Pot-roasting enables you to cook a joint when you have a hob but not an oven. But because people like the technique, they pot-roast in the oven anyway - as Hugh Fearnley-Whittingstall does in this Guardian recipe.
If you follow his advice to the letter, you will need a very large pot. I cooked a 2kg chicken at the weekend, and I found that my largest, oval Le Creuset casserole was only just large enough. The lid was not a snug fit.
The second point worth noting before following this recipe is that a large Le Creuset such as mine takes a long time to warm through. After an hour at gas mark 4/180C, the cooking process is still at an early stage. So the timing Fearnley-Whittingstall gives may not be adequate.
The third point is that 10 minutes at the end may not be long enough to brown the skin - although some browning will have taken place inside the pot. In this recipe, from the River Cottage website, the technique is different: you uncover the dish 30 minutes before the end. Again, I think that his suggested overall cooking time may be inadequate.
I browned my chicken in a little oil and butter first, before throwing in bay, rosemary, onion, and whole garlic cloves.

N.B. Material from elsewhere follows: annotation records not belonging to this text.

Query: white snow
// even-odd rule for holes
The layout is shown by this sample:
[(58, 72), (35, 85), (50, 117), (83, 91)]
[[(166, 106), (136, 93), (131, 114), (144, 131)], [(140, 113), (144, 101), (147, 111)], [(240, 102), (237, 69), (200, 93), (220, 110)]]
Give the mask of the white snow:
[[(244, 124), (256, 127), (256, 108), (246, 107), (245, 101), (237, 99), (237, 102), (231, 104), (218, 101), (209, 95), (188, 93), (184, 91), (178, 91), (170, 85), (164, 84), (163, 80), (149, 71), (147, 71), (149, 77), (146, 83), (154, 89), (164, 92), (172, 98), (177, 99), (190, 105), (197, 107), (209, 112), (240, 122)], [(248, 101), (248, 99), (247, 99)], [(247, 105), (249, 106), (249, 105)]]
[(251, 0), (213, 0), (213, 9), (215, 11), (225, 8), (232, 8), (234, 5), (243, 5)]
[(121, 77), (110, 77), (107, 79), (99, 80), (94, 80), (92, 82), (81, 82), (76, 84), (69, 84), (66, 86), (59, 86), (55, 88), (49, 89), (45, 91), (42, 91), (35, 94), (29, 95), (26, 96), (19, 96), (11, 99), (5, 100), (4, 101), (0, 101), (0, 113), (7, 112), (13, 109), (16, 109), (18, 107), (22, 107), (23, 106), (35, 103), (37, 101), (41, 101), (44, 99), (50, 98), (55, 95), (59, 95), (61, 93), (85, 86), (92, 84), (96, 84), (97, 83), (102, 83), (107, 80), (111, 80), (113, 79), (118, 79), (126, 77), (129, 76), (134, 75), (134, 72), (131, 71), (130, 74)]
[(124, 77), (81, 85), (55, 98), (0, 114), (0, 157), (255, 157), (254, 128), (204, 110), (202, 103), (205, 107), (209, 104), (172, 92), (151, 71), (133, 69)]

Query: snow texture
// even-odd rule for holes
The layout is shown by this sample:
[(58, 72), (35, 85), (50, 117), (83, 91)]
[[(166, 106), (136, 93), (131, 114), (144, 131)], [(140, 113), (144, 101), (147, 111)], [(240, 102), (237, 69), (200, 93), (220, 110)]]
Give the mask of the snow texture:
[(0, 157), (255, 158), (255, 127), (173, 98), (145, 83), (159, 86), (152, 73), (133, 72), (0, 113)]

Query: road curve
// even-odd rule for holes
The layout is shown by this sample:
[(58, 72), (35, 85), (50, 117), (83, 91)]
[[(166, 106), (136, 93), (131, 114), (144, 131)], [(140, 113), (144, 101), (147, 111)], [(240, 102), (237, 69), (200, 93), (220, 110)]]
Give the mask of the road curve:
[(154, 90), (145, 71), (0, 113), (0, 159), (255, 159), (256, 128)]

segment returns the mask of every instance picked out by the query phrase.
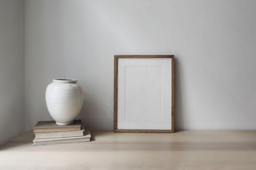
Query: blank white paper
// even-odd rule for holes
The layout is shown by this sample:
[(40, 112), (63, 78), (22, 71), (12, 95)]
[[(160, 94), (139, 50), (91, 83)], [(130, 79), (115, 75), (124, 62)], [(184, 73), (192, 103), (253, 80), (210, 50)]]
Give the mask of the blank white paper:
[(117, 128), (171, 129), (171, 58), (118, 59)]

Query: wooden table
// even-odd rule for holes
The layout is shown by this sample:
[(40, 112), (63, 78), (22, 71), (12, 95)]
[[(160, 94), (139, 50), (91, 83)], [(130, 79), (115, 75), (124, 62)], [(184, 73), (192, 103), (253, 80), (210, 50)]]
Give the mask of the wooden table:
[(0, 147), (1, 169), (256, 170), (256, 131), (92, 131), (90, 142), (33, 146), (31, 132)]

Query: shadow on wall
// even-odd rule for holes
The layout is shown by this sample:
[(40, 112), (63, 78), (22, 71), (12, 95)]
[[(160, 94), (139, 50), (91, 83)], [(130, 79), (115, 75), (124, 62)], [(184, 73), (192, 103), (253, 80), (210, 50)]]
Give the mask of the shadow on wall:
[(80, 113), (77, 118), (82, 119), (85, 126), (91, 129), (111, 130), (113, 127), (113, 114), (112, 108), (97, 100), (91, 93), (85, 92), (85, 99)]
[[(181, 84), (181, 76), (182, 74), (182, 68), (179, 58), (175, 56), (175, 129), (183, 129), (184, 120), (183, 108), (182, 107), (182, 94), (185, 91), (182, 91)], [(183, 96), (185, 96), (185, 95)]]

The fourth point is that, once cooking really is underway, the steamy atmosphere of the pot will cook the chicken more efficiently than would the unmediated heat of the oven. It means that the chicken breast is at greater risk of drying out than it is when roasted conventionally.
It seems to me that if you want to cook your chicken in a pot, you might as well joint it first, add the breast portions just 25 minutes or so before the end, and call it a stew.